EMPLOI – ÉCONOMIE

Coronavirus: les travailleurs indépendants et de l’événementiel lancent un SOS au fédéral et à la Région

Une centaine de travailleurs fortement impactés par la crise du coronavirus, entre autres du secteur de l’événementiel (organisateurs d’événements, forains, traiteurs, food trucks…), ont manifesté ce mercredi matin à Namur, indique la police namuroise.

Ces travailleurs souhaitent lancer un appel à l’aide aux différents gouvernements, alors que la crise sanitaire les empêche en grande partie de travailler.

Plusieurs représentants ont quant à eux pris la direction de Bruxelles pour y rencontrer peu avant midi le ministre des Indépendants et des PME Denis Ducarme. «Dès maintenant, il est indispensable de soutenir bien davantage ceux qui sont à l’arrêt», explique l’un d’eux, Vincent Maillen. Dans l’après-midi, les mêmes revendications seront portées au gouvernement wallon.

Un cortège de mécontents s’est réuni en matinée sur le parking du Carrefour de Jambes. Une soixantaine de véhicules étaient présents, dont une vingtaine de food trucks et des camions de forains. Une opération escargot de 30 minutes était par ailleurs prévue dans Namur et Jambes, a indiqué la police.

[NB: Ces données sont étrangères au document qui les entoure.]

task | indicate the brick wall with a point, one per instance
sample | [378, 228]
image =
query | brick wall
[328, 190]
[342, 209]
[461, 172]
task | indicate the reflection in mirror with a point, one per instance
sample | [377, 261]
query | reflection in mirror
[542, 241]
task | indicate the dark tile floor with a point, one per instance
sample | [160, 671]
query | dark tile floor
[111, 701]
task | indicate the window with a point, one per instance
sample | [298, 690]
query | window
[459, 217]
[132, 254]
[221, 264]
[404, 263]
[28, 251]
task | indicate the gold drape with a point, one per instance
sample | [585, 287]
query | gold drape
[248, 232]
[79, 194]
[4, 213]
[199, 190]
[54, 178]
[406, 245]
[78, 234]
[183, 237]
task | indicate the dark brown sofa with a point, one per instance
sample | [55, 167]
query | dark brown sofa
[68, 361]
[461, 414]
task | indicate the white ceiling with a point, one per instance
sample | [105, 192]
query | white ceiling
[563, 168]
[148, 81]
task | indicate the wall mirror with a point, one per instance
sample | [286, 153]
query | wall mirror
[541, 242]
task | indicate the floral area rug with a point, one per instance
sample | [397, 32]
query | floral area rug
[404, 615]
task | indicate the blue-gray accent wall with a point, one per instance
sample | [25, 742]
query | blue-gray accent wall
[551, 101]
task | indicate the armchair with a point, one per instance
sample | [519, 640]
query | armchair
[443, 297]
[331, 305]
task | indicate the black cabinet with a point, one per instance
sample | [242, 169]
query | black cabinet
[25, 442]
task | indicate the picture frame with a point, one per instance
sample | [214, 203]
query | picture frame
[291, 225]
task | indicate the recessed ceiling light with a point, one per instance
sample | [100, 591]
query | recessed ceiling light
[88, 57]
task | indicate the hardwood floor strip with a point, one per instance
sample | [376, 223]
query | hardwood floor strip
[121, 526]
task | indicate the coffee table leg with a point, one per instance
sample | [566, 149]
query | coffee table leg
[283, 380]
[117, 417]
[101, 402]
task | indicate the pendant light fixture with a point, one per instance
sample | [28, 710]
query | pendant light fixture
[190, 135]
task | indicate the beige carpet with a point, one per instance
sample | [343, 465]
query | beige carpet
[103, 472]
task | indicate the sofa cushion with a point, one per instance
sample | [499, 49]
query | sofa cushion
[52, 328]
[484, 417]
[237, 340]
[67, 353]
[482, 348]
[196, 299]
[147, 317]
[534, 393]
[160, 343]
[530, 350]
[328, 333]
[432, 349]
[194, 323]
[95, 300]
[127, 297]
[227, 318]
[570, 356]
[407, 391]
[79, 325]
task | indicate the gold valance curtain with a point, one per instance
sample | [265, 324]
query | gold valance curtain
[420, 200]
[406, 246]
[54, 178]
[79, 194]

Les manifestants étaient venus de toute la Wallonie. Des départs étaient organisés de Nivelles, Liège, Dinant ou encore Eghezée.

«Un tas de gens dépités»

Parmi eux, de nombreux indépendants dont l’activité a été fortement perturbée, voire complètement interrompue, par le confinement puis les limitations liées à la lutte contre la propagation du coronavirus. «Le malaise du statut est clairement là», explique en fin de matinée Vincent Maillen, lui-même promoteur immobilier dans le Namurois et par ailleurs conseiller communal cdH à Namur. C’est en tant que citoyen et entrepreneur qu’il a récemment lancé une page Facebook, «Indépendant», qui a rapidement rassemblé près de 40.000 personnes «qui connaissent les mêmes problématiques», explique-t-il. Il fait partie, mercredi, d’un groupe de 7 «représentants» qui vont rencontrer (vers 11h45, selon les dernières nouvelles) le ministre fédéral Denis Ducarme puis, dans l’après-midi, le ministre-président wallon Elio Di Rupo et son ministre de l’Économie Willy Borsus. Ils parleront au nom des forains, de travailleurs de l’événementiel, de traiteurs, de clubs sportifs et d’indépendants qui se sentent «la vache à lait de l’État», affirme-t-il, en route vers le cabinet Ducarme.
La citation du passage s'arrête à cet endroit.